Airfield information
- Elevation: 63 metres (207 ft) AMSL
Runways
| Direction | Length and surface |
| 03/21 | 1,170 metres (3,839 ft) concrete |
| 08/26 | 1,745 metres (5,725 ft) concrete |
| 14/32 | 1,260 metres (4,134 ft) concrete |

= RAF Bury St Edmunds =

Former RAF station in Suffolk, England

Royal Air Force Bury St Edmunds or simply RAF Bury St Edmunds is a former Royal Air Force station located 3 mi east of Bury St Edmunds, Suffolk, England. It is not to be confused with the RAF grass strip on the western side of Bury St Edmunds known as RAF Westley, an area now part of the town itself.

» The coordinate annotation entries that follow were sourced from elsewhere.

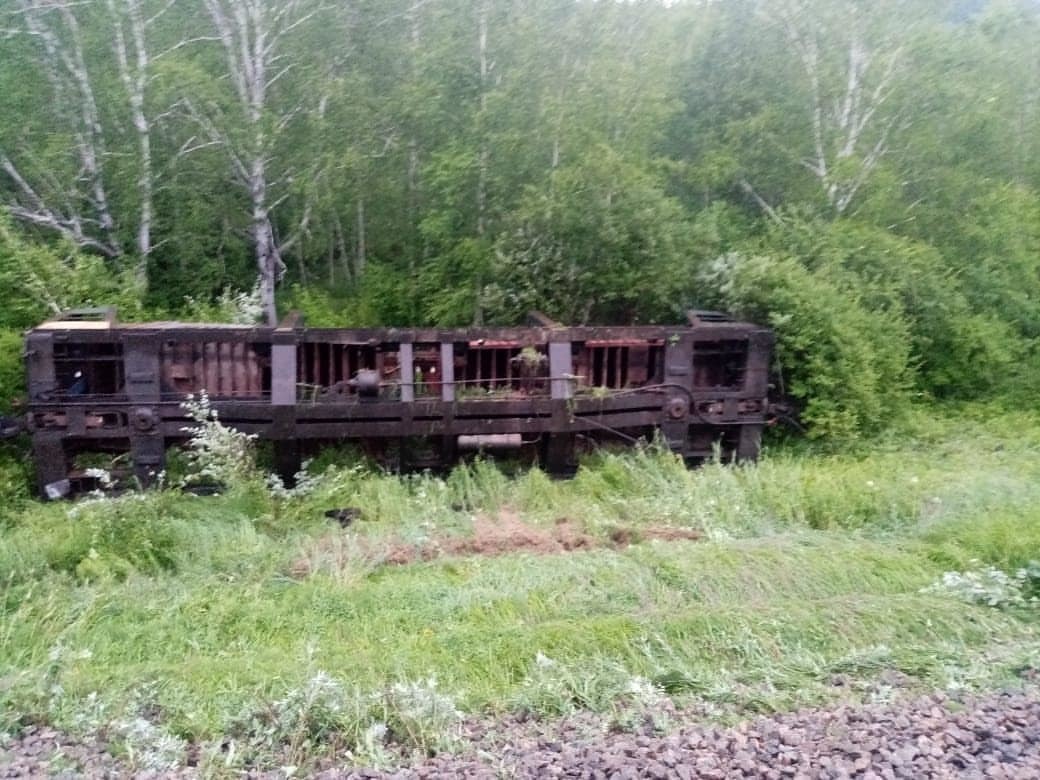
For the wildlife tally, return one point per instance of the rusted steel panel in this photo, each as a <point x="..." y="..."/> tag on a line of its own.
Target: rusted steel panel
<point x="699" y="383"/>
<point x="561" y="369"/>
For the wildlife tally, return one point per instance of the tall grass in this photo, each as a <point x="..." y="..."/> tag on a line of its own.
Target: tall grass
<point x="250" y="617"/>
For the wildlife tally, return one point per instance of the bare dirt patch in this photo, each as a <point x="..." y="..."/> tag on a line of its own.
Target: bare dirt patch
<point x="499" y="535"/>
<point x="508" y="533"/>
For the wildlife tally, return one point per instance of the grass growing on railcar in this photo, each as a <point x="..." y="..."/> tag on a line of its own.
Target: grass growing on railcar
<point x="252" y="618"/>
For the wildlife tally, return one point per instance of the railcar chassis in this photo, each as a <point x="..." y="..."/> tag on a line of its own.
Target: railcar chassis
<point x="96" y="384"/>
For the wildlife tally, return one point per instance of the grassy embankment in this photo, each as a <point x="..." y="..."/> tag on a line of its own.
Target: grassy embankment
<point x="162" y="618"/>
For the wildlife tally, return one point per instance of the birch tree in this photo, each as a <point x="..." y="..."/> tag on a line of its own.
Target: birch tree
<point x="77" y="206"/>
<point x="851" y="106"/>
<point x="253" y="34"/>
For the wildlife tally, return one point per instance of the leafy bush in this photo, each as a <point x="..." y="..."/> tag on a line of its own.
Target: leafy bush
<point x="847" y="365"/>
<point x="41" y="281"/>
<point x="988" y="586"/>
<point x="216" y="451"/>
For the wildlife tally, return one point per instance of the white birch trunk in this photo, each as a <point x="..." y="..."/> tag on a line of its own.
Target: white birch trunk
<point x="251" y="32"/>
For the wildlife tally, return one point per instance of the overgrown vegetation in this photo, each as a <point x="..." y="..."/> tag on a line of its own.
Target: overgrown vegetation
<point x="860" y="176"/>
<point x="251" y="620"/>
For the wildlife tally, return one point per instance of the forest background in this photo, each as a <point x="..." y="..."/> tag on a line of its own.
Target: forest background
<point x="863" y="177"/>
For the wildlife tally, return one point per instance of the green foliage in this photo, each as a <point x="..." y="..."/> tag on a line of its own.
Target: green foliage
<point x="302" y="639"/>
<point x="591" y="160"/>
<point x="111" y="538"/>
<point x="11" y="369"/>
<point x="599" y="242"/>
<point x="847" y="364"/>
<point x="41" y="281"/>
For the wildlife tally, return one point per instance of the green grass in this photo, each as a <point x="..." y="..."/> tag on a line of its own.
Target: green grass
<point x="812" y="566"/>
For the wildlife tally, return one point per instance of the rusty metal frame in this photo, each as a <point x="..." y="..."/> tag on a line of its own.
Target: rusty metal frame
<point x="547" y="383"/>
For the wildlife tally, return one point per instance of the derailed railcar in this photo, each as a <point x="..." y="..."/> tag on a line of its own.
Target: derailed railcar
<point x="422" y="394"/>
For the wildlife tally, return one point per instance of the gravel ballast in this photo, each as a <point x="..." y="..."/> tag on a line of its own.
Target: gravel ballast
<point x="995" y="735"/>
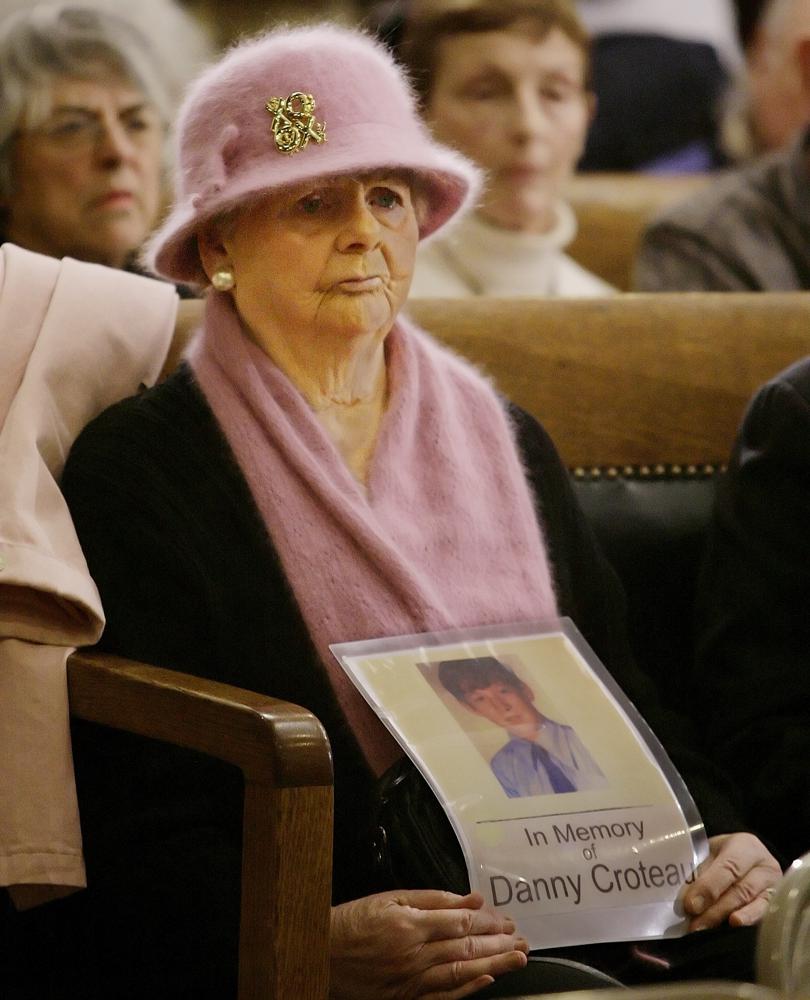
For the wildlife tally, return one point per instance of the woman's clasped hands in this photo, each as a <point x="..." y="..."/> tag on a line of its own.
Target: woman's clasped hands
<point x="428" y="943"/>
<point x="733" y="883"/>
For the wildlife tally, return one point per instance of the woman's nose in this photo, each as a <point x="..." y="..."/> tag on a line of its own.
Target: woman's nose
<point x="113" y="143"/>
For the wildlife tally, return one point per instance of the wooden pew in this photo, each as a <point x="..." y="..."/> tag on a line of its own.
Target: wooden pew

The airfield was originally, and is now again, known as Rougham, as it is located north of that village between the A14 and the main railway line between Bury St Edmunds and Ipswich.

==History==

It was built during 1941 and 1942 with three intersecting concrete runways. The main runway of 2,000 yards was aligned approximately E–W. It saw extensive use during the Second World War.

The following units were here at some point:
- 94th Bombardment Group
- 322nd Bombardment Group
- 331st Bombardment Squadron
- 332nd Bombardment Squadron
- 333rd Bombardment Squadron
- 410th Bombardment Squadron

==Current use==
With the end of military control, Bury St Edmunds airfield's concreted areas were broken up, with most of the site being returned to agriculture.

The old technical site has been developed into the Rougham Industrial Estate. The T2 hangars are still in use for storage. The control tower, used for many years as a private dwelling, has been restored and is operated as an aviation museum dedicated to the 94th bomb group. The museum is open to the public every Sunday from Easter until October, with free admission.

The museum site is also home to the Bury St Edmunds Amateur Radio Society BSEARS radio club.

The airfield was closed in June 2023.